Okra is a comfort food in some parts of the world – often served battered and fried, it nevertheless has numerous health benefits when prepared properly. Also known as lady fingers, bhindi, or bamia, okra is a pod vegetable, filled with seeds and is often added to soups like gumbo for extra texture and flavor.
What many people may not know about this often underrated veggie is that there is a well established connection between okra and diabetes treatment. Although all studies in this area to date have been done in animal models the evidence is hard to deny.

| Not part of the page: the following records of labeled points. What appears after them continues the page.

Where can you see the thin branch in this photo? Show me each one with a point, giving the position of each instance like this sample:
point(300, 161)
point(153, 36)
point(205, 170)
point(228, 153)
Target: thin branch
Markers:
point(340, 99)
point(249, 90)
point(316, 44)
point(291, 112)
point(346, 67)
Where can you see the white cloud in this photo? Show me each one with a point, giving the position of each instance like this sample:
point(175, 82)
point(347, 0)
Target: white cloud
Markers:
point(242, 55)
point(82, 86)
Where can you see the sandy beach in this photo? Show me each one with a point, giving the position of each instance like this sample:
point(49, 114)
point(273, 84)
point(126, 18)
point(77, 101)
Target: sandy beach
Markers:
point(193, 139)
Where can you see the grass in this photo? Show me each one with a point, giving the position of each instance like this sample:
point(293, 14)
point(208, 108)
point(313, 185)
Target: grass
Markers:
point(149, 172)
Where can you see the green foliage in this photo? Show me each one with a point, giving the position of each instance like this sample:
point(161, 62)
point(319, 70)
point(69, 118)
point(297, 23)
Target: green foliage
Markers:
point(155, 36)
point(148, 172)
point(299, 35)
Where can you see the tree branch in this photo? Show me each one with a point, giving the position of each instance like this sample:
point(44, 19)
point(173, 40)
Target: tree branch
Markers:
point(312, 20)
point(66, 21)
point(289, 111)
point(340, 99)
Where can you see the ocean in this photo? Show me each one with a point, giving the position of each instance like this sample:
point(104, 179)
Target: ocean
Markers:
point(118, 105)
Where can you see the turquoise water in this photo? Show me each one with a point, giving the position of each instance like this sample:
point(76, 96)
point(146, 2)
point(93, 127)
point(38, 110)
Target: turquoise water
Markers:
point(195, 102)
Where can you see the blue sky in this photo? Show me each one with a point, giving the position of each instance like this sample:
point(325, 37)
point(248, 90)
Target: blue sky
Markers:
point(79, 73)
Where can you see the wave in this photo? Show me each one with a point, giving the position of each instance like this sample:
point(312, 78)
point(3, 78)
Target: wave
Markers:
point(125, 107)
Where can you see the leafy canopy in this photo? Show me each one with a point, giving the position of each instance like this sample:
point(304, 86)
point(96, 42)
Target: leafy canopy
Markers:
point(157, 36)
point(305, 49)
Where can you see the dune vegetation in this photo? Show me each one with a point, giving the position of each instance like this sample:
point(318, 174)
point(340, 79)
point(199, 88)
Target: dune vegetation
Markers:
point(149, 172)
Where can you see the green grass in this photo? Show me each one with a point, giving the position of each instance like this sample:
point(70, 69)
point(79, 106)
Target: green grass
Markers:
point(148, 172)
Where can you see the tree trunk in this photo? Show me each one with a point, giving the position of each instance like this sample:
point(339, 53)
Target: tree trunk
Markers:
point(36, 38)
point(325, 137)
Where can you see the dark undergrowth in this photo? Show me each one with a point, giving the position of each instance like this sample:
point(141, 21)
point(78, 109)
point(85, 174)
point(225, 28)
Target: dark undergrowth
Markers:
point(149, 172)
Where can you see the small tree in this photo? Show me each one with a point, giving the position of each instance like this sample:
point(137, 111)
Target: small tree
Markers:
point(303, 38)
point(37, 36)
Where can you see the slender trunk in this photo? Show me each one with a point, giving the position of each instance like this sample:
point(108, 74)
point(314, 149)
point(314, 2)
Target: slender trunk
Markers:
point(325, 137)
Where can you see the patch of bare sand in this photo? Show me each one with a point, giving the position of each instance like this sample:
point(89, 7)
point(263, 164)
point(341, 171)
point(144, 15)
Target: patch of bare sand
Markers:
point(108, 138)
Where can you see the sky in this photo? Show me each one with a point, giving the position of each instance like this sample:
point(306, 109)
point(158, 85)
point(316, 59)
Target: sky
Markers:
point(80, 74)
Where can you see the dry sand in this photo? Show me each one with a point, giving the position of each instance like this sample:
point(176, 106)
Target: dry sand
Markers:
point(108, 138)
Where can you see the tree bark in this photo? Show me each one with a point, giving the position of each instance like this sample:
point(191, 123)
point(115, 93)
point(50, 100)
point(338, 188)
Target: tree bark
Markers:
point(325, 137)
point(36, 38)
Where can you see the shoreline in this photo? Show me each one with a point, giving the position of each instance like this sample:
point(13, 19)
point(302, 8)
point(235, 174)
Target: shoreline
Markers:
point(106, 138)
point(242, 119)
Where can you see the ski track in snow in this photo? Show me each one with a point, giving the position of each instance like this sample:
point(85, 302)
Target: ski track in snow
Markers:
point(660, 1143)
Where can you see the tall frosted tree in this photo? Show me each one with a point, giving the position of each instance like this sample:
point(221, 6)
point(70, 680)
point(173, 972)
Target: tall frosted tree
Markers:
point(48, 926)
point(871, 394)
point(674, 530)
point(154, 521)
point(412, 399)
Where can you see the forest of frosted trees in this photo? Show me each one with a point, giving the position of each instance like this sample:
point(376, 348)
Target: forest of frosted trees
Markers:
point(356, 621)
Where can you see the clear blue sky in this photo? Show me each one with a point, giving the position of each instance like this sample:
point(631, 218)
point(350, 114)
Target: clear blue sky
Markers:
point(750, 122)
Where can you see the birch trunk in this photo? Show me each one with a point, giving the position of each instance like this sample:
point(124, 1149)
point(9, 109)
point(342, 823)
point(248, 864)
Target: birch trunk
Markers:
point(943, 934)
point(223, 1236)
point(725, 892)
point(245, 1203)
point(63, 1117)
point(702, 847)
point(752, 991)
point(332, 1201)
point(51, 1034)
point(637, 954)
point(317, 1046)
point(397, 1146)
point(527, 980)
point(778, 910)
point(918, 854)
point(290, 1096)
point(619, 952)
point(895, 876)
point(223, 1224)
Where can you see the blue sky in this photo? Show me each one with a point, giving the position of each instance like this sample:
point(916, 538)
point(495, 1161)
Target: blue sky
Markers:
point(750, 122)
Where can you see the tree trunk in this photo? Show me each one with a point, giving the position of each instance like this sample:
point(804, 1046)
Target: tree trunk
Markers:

Managing Blood Sugar Levels
One study, published in the Journal of Pharmacy and Bioallied Sciences, found that diabetic rats given a solution of water with okra soaked in it had lower blood sugar levels than the control group of rats, who were given a cellulose gum instead. The study concluded that the seeds and peel of the okra plant have anti-diabetic properties:
“The present study, for the first time, confirms that A. Exculentus peel and seed possess blood glucose normalization and lipid profiles lowering action in diabetic condition.”(1)
Preparing Okra Water For Diabetes Treatment
Although there is, so far, only anecdotal evidence of okra water being used to treat diabetes in humans, there’s no reason why you can’t give it a try yourself. Some people claim that okra water can help stave off the development of type 2 diabetes, and help individuals maintain healthy blood sugar levels.
Preparing okra water is an easy step by step process:
- Wash 4 or 5 medium-sized okra pods.
- Clip both ends off the pods, then split the pods in half or pierce each side of the pods with a knife.
- Place the pods in a large mason jar, then cover them with water.
- Soak the pods overnight, at least eight hours (up to 24 hours).
- In the morning, squeeze the pods into the water to release any leftover sap.
- Throw the pods away and drink the water.
See also: Reversing diabetes Type-2
What To Do When Fresh Okra Isn’t Available
Because okra is a seasonal vegetable, it may not be available or affordable year round. While most of the research on okra’s anti-diabetic properties focus on fresh okra, you can also try using freeze-dried or canned okra to create okra water. Combining okra water with other methods of treating or preventing diabetes may give you better overall results.
Read more: what is normal blood sugar level?
It is important to note that while okra water may be right for you if you are managing your diabetes through diet and exercise, it isn’t always safe to consume if you’re also taking specific diabetes drugs.
Metaformin in particular can interact unfavorably with okra – okra water may interfere with the drug’s ability to affect your blood sugar levels, causing your levels to rise instead of fall. Always be sure to consult with your doctor before starting any new treatment, especially if you’re on specific medications already.
Okra water also isn’t a cure-all; there’s no substitute for a healthy diet and plenty of exercise, after all! While okra water may be able to help lower blood sugar levels, drinking it doesn’t give you a free pass to consume sugary and processed foods in abundance.
Be aware of what you’re eating and manage your diet according to your body’s needs and you’ll be surprised how great you feel!